Australia declares new guns amnesty
AUSTRALIA will allow gun owners to hand in illegal firearms without penalty next year as concerns grow over gun crimes involving such weapons, a federal minister said yesterday.
Australia’s federal and state police and justice ministers agreed at a meeting to start a nationwide gun amnesty from the middle of 2017, Justice Minister Michael Keenan said.
“Australia is world-renowned for the strength of our firearm laws, but illegal firearms do remain a deadly weapon of choice for organized criminals,” Keenan told reporters.
It will be the first Australia-wide amnesty since a gun buy-back program in 1996 that followed a lone gunman killing 35 people in Tasmania state. That tragedy galvanized the government to legislate tough restrictions on rapid-fire weapons and to buy back almost 700,000 newly outlawed guns.

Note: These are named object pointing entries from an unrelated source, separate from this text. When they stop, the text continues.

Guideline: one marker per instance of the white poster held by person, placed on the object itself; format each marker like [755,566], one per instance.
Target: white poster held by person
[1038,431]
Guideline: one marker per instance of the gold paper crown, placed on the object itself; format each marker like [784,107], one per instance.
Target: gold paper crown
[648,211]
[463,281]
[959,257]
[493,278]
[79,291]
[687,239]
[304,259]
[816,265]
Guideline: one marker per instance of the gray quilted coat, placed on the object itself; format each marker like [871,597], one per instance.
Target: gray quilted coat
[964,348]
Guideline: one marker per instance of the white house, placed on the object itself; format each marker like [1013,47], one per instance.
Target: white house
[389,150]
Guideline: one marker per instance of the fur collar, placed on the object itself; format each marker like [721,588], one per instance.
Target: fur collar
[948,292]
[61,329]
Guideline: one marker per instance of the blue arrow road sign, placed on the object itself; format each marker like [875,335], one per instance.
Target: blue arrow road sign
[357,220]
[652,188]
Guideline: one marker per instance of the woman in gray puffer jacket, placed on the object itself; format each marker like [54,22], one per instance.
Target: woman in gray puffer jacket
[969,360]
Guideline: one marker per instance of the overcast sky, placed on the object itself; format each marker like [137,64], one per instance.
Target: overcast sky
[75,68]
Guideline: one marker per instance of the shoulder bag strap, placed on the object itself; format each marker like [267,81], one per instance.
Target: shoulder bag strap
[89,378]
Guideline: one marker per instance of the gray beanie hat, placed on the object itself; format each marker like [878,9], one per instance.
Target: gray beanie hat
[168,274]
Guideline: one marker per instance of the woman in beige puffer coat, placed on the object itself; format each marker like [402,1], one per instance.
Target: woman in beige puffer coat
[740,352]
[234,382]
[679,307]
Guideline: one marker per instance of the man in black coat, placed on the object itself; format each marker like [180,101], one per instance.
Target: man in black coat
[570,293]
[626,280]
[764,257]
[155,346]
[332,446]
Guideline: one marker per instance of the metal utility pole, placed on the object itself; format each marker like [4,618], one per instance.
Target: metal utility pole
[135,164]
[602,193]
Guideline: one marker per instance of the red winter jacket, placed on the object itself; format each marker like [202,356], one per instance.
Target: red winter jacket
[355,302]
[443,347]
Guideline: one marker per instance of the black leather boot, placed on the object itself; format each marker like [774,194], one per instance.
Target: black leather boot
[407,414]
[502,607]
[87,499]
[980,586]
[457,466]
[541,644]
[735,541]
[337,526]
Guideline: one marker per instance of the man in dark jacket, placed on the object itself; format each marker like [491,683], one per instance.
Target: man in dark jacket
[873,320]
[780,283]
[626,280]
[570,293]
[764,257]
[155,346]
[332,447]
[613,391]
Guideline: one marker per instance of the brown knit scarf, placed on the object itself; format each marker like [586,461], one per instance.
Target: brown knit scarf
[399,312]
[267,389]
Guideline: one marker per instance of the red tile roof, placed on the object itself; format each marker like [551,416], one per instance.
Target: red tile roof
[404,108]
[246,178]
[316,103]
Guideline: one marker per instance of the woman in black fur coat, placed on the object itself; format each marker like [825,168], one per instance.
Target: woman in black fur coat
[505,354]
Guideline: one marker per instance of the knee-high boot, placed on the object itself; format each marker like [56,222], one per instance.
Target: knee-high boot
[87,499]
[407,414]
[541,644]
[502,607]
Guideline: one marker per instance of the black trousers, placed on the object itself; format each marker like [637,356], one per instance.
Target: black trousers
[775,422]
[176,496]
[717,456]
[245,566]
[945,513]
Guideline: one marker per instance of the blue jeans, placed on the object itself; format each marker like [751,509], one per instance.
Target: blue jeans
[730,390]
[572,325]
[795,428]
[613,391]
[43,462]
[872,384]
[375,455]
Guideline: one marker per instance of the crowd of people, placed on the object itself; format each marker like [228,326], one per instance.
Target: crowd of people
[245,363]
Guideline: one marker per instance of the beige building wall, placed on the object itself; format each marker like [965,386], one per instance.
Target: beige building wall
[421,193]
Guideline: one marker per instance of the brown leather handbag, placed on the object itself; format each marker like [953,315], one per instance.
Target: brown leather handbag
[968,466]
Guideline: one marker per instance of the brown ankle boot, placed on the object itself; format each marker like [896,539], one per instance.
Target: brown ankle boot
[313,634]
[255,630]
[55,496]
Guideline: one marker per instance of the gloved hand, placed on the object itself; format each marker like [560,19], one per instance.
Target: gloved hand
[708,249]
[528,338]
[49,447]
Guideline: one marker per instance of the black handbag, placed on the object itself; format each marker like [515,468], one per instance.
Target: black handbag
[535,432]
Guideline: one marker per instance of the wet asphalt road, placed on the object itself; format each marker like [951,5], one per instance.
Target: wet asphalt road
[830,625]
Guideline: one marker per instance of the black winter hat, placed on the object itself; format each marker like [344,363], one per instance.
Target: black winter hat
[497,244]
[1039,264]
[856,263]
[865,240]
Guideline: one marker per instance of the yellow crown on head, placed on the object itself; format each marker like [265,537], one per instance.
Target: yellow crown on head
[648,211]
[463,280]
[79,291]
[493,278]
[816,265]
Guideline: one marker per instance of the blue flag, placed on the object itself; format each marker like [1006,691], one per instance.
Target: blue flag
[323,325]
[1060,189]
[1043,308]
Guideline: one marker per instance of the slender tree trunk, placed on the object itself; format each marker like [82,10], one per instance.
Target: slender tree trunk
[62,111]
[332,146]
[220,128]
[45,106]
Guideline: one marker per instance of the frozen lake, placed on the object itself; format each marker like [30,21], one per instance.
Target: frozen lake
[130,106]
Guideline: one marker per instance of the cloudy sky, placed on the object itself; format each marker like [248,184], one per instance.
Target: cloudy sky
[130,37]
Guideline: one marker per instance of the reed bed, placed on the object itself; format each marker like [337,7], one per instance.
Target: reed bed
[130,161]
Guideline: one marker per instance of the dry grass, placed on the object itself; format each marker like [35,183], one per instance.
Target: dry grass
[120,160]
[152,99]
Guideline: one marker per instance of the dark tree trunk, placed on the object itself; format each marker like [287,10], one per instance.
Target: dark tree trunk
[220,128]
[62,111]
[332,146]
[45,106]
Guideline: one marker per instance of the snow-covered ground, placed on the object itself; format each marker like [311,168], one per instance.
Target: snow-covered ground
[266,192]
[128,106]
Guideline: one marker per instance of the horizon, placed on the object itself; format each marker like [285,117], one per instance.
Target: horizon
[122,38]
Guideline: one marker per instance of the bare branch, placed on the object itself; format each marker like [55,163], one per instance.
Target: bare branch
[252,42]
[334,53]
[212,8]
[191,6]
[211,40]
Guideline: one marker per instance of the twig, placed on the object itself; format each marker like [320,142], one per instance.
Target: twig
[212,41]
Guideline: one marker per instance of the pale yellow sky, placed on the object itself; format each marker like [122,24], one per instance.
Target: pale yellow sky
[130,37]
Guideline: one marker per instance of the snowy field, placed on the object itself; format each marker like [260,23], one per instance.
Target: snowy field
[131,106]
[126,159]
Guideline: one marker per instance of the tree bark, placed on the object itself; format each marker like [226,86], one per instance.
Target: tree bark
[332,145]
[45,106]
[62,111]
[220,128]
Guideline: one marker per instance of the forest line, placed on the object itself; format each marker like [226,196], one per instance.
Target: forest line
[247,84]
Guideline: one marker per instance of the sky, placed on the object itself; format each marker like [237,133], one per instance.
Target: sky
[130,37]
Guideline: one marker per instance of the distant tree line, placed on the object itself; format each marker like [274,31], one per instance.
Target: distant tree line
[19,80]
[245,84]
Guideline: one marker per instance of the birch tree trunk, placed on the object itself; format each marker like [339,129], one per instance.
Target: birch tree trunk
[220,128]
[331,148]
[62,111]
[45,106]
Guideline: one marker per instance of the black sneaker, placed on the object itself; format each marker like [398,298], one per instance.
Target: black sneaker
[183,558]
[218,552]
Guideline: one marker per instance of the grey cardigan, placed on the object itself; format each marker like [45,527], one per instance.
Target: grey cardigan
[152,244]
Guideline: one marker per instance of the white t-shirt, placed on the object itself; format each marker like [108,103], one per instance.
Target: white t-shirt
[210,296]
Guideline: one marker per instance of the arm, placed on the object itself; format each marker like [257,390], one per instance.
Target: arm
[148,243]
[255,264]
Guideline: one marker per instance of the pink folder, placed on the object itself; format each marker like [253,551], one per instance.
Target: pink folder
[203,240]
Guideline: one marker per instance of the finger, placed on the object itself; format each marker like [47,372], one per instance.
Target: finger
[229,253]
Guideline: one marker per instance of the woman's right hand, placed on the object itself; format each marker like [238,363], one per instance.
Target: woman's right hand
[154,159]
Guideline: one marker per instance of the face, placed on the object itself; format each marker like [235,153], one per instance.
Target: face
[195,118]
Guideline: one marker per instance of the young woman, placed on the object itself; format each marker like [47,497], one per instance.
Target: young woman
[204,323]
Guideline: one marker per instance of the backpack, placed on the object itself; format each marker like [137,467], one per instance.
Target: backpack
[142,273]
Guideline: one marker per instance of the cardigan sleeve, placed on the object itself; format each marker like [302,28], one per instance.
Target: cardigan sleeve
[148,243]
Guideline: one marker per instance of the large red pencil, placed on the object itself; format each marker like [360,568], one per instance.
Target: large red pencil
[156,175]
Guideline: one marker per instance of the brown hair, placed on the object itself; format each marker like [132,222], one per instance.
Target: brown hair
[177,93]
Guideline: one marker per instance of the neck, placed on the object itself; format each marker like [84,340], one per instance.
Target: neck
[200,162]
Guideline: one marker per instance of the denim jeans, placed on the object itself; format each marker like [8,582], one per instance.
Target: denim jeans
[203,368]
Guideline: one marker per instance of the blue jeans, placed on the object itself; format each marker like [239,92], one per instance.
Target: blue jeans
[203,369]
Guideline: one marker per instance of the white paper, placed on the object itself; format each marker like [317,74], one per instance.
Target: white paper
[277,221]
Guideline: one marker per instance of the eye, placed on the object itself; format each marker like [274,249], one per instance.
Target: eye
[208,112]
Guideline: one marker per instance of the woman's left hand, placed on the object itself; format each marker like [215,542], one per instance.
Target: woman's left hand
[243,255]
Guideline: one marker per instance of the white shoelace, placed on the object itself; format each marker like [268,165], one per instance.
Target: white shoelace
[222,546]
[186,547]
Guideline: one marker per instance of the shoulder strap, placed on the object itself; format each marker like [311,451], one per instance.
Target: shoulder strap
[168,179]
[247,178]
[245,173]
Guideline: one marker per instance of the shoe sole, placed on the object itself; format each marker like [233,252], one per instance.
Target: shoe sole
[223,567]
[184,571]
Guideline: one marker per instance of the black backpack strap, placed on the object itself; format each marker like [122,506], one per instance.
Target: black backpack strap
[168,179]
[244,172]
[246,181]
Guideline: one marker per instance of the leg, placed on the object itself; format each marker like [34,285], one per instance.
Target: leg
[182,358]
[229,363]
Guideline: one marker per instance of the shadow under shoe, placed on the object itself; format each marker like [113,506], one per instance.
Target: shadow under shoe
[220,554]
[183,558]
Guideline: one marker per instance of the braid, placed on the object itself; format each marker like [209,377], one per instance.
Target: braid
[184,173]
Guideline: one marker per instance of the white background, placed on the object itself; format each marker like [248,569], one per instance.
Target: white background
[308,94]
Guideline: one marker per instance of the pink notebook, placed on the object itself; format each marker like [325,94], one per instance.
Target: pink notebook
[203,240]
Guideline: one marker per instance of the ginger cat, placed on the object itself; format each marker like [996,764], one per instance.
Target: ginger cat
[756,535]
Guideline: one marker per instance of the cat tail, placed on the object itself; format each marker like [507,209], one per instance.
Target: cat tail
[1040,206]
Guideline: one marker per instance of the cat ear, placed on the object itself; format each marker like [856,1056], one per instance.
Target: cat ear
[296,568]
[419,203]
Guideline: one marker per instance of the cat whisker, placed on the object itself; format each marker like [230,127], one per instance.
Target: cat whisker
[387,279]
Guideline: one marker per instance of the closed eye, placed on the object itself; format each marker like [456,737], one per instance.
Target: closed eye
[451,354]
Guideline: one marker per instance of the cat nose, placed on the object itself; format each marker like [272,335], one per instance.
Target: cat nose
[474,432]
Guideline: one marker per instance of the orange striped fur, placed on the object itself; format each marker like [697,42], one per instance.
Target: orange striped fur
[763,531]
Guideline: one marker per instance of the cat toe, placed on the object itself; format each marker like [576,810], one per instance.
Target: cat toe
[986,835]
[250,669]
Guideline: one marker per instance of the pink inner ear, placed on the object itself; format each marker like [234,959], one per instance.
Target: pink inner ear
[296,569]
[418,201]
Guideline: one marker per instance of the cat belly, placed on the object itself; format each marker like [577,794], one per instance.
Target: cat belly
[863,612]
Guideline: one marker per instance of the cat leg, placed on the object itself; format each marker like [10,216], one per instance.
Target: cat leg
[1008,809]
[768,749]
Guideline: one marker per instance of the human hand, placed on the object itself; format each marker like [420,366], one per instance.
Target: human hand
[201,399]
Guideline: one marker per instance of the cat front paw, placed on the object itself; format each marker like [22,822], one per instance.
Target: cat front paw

Australian Bureau of Statistics figures show the nation has since imported almost 1.2 million legal guns, although none of them are military-style semi-automatic assault rifles that are now banned from private ownership.
An Australian Criminal Intelligence Commission report released yesterday estimated there could be as many as 600,000 unregistered guns in Australia. There are 2.89 million registered guns among 24 million Australians.
Most illegal guns in Australia were legally owned before 1996. They were not handed in during the buy-back and there are no records that they even exist, the report said.